セアラ・オーン・ジュエットの短編に、バーバラ・クーニーが絵をつけた。訳は石井桃子。
主人公の少女シルヴィアは、気難しい老牝牛を追って、日がな一日歩き回る。彼女は山のことは誰よりもよく知っていた。
この地、ニューイングランドの荒れ地では珍しいといわれる白さぎを追ってきた青年に頼まれて、彼女は、鳥の巣をみつけようとするのだが……
うっそうとした森は恐ろしいよりも、たくさんの隠れ家を差し出して親しげにみえる。木々の湿ったにおいがしてきそうで、深呼吸したくなる。
シルヴィアが祖母と暮らす家は素朴だったが、清潔で住み心地がよかった。
こうした背景の心地よさは、そのままシルヴィアが身にまとう(衣類の外側にある)見えない衣装のように思える。
シルヴィアの前に現れる白い鳥は、暗い森を背景に、なんて明るいのだろう。
シルヴィアの目、シルヴィアの足で、わたしもシルヴィアと一緒に鳥を追いかけていたのに、いつのまにかシルヴィア自身を追っていたことに気がついた。

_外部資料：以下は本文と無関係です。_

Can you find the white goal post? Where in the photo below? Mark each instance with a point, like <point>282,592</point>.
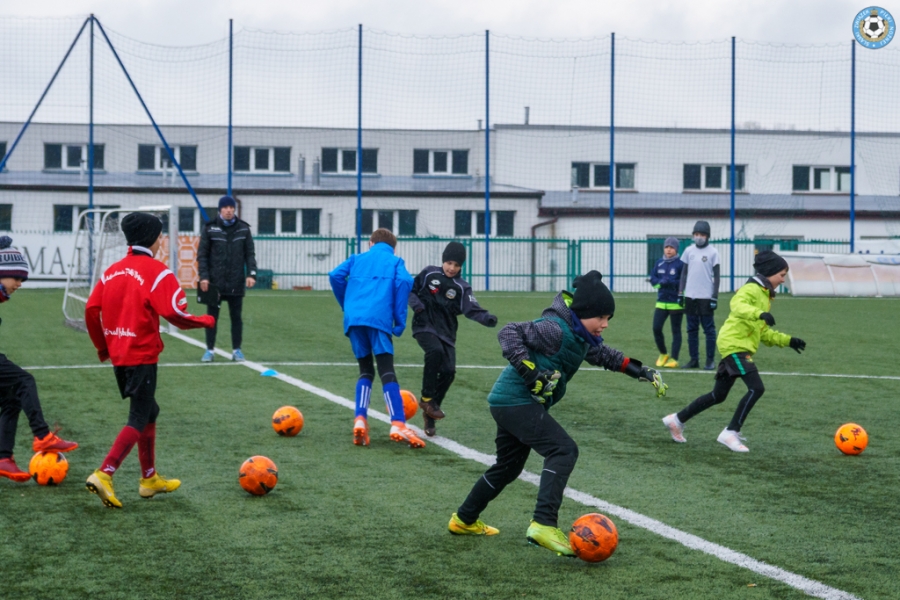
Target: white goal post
<point>99,242</point>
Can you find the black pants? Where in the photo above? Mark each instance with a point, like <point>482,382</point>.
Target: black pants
<point>519,430</point>
<point>235,306</point>
<point>731,368</point>
<point>139,385</point>
<point>659,319</point>
<point>440,366</point>
<point>18,392</point>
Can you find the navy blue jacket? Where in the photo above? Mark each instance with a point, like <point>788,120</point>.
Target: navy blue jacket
<point>667,274</point>
<point>372,289</point>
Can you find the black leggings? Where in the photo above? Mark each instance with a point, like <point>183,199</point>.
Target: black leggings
<point>519,430</point>
<point>724,383</point>
<point>659,319</point>
<point>440,367</point>
<point>18,392</point>
<point>235,307</point>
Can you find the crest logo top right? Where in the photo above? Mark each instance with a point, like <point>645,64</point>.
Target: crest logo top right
<point>873,27</point>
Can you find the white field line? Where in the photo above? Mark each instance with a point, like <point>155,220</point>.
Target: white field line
<point>231,363</point>
<point>808,586</point>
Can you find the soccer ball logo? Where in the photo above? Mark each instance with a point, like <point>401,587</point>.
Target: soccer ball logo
<point>873,27</point>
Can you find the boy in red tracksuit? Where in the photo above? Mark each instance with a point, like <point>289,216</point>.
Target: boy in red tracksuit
<point>18,391</point>
<point>122,318</point>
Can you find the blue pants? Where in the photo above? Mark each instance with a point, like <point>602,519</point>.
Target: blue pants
<point>693,330</point>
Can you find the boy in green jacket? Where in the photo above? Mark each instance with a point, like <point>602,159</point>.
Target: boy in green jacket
<point>543,357</point>
<point>748,324</point>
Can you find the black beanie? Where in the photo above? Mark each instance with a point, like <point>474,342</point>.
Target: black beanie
<point>768,263</point>
<point>141,229</point>
<point>455,252</point>
<point>592,297</point>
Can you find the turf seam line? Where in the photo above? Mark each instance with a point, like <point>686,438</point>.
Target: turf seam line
<point>808,586</point>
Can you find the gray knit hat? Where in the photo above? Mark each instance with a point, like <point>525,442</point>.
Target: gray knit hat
<point>12,262</point>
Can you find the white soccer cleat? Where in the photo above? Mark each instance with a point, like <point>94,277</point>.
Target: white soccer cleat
<point>676,427</point>
<point>732,439</point>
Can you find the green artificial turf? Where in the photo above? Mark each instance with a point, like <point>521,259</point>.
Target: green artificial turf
<point>350,522</point>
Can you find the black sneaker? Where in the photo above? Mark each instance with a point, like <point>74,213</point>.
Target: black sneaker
<point>429,426</point>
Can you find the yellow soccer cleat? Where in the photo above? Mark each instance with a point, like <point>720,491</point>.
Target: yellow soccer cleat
<point>551,538</point>
<point>457,527</point>
<point>101,484</point>
<point>157,485</point>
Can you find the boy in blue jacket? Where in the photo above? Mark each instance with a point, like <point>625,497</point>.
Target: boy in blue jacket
<point>373,289</point>
<point>665,277</point>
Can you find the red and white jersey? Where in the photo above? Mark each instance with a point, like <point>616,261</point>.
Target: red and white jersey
<point>122,314</point>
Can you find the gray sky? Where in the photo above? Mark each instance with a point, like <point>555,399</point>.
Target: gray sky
<point>187,22</point>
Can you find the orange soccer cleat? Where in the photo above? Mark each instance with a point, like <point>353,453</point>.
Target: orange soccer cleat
<point>10,470</point>
<point>52,443</point>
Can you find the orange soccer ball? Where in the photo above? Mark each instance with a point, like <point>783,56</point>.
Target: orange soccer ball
<point>287,421</point>
<point>593,537</point>
<point>851,438</point>
<point>48,468</point>
<point>258,475</point>
<point>410,404</point>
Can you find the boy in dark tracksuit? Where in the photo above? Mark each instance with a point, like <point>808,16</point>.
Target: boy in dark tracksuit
<point>18,391</point>
<point>748,324</point>
<point>544,355</point>
<point>438,296</point>
<point>666,277</point>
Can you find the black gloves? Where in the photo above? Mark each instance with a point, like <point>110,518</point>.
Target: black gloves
<point>540,383</point>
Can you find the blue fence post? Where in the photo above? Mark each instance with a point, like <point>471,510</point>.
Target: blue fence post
<point>5,159</point>
<point>359,145</point>
<point>487,160</point>
<point>853,147</point>
<point>612,158</point>
<point>162,138</point>
<point>230,105</point>
<point>733,182</point>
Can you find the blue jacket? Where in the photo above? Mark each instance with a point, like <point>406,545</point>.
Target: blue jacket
<point>666,274</point>
<point>372,289</point>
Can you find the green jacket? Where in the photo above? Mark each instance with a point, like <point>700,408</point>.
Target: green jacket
<point>743,330</point>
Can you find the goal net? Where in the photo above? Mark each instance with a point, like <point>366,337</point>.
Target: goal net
<point>99,243</point>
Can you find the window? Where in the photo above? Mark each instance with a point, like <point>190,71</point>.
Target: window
<point>502,223</point>
<point>440,162</point>
<point>71,157</point>
<point>186,219</point>
<point>5,217</point>
<point>63,217</point>
<point>339,161</point>
<point>262,160</point>
<point>406,222</point>
<point>463,223</point>
<point>266,221</point>
<point>156,158</point>
<point>289,221</point>
<point>596,176</point>
<point>713,177</point>
<point>310,221</point>
<point>823,179</point>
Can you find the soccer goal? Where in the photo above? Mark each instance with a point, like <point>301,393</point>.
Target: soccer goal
<point>99,242</point>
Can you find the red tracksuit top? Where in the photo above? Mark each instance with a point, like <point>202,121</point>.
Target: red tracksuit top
<point>122,314</point>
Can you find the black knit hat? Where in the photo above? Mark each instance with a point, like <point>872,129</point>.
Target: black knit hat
<point>592,297</point>
<point>768,263</point>
<point>141,229</point>
<point>455,252</point>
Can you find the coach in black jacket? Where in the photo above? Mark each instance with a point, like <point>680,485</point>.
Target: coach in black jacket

この地になじみ、居心地よく暮らし、でも色が滲んでまじりあう、ということはなく。孤高に白い鳥はシルヴィアそのものだ。
世の中がどのように変わっていこうとも、流されることもなく、気負うこともなく、彼女は、心のままに、白い鳥で居続けるに違いない。
この先、どこに暮らすとしても。誰と暮らすとしても。